How to Increase Your Credit Score Before Applying

Improving your score before applying can increase approval chances significantly.

  • Pay EMIs on Time

Consistent repayments help build a positive credit history.

  • Reduce Outstanding Debt

Lower credit utilisation supports better credit health.

  • Avoid Multiple Applications

Applying for several loans together may affect your score negatively.

  • Monitor Credit Reports

Regularly reviewing reports through a free credit score check can help identify errors or overdue accounts.

Role of Credit Score in Instant Loan Apps

Digital lending has made borrowing faster and more accessible. Today, many borrowers apply through a personal loan app because of simplified applications and quicker approvals.

Most lenders and digital platforms still evaluate creditworthiness before approving loans. Therefore, maintaining the minimum credit score for loan approval becomes important even for online borrowing.

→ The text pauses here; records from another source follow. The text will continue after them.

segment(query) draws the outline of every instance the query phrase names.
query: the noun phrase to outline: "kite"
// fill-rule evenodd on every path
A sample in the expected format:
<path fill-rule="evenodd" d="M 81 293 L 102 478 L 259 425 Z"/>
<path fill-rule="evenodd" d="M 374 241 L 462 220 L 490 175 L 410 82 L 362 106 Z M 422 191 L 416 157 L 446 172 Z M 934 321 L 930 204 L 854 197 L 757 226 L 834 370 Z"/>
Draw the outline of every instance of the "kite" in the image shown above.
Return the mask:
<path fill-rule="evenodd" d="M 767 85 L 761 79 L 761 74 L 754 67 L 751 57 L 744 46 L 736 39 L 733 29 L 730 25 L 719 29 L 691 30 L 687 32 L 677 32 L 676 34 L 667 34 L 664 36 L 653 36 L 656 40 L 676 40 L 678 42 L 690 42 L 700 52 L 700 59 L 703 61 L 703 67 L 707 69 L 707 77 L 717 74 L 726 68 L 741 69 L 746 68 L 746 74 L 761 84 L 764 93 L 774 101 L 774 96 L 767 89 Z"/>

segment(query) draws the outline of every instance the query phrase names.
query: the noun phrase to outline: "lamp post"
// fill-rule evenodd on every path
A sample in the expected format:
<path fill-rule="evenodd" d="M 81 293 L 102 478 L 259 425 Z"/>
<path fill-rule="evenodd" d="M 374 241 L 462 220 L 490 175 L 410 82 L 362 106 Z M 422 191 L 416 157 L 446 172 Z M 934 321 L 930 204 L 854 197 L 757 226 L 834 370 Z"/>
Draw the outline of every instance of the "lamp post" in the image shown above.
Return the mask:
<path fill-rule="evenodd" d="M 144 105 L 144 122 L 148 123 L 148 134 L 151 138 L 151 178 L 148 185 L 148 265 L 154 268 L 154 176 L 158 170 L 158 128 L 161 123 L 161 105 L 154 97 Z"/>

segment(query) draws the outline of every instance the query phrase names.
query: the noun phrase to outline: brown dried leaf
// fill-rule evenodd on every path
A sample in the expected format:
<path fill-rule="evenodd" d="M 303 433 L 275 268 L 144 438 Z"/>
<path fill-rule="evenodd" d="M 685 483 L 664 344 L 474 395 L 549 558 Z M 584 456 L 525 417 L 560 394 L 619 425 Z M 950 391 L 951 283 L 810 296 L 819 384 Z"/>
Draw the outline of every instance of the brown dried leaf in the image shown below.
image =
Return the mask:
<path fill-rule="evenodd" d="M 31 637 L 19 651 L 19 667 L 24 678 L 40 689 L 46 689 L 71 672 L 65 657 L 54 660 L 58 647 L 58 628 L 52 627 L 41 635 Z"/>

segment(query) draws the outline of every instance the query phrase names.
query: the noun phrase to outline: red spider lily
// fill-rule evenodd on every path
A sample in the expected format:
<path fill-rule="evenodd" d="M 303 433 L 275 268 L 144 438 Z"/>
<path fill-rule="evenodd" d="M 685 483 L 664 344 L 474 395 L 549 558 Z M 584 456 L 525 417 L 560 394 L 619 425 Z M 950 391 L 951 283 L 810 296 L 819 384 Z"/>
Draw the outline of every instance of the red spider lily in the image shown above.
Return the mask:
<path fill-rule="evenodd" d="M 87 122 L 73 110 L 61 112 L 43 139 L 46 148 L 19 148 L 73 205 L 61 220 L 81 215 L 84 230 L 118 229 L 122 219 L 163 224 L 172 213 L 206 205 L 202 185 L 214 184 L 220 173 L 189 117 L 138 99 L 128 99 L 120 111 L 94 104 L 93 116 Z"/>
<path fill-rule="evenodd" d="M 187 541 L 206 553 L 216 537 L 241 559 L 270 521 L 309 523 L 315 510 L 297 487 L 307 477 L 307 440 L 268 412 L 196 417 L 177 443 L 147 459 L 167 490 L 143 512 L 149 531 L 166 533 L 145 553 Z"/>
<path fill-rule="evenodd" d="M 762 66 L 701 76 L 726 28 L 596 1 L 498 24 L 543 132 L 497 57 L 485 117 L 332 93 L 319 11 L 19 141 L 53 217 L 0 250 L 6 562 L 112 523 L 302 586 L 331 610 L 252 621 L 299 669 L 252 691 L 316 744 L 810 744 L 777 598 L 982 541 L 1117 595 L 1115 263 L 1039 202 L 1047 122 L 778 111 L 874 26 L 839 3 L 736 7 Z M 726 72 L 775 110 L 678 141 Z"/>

Platforms considered among the best loan providers often use automated systems to evaluate:

  • Credit score
  • Income details
  • Banking history
  • Existing liabilities

Using a Personal Loan EMI Calculator

Before borrowing, many applicants use a personal loan EMI calculator to estimate:

  • Monthly EMI
  • Total repayment amount
  • Interest outflow
  • Affordable loan tenure

This helps borrowers plan repayment more effectively and avoid financial stress later.

Tips to Maintain a Healthy Credit Score

Good PracticeBenefit
Pay bills on timeImproves repayment history
Keep low credit utilisationSupports score stability
Avoid unnecessary debtReduces repayment pressure
Monitor credit reports regularlyHelps identify issues early

Building a strong credit profile takes consistency and financial discipline.

Final Thoughts

Your credit score is crucial in personal loan approval and borrowing terms. Maintaining a healthy score not only improves eligibility but may also help borrowers access better repayment options and interest rates.

Before applying, it is always advisable to review your credit profile, calculate repayment obligations carefully, and borrow according to your financial capacity.

FAQs

Q1. Can I get an instant personal loan with a low credit score?

Yes, some lenders may still offer an instant personal loan based on income, employment stability, and repayment capacity, even if the credit score is lower than preferred ranges.

Q2. Why is a credit score important for personal loans?

The connection between personal loans and credit score is important because lenders use the score to evaluate repayment behaviour, financial discipline, and borrowing risk before approving applications.

Q3. How can I improve my credit score before applying for a loan?

Paying EMIs on time, reducing outstanding debt, avoiding multiple loan applications, and using a free credit score check regularly can help improve your credit profile over time.

Q4. Does a personal loan app check credit score?

Yes, most digital lenders and personal loan apps evaluate credit scores along with income and banking history before approving loan applications.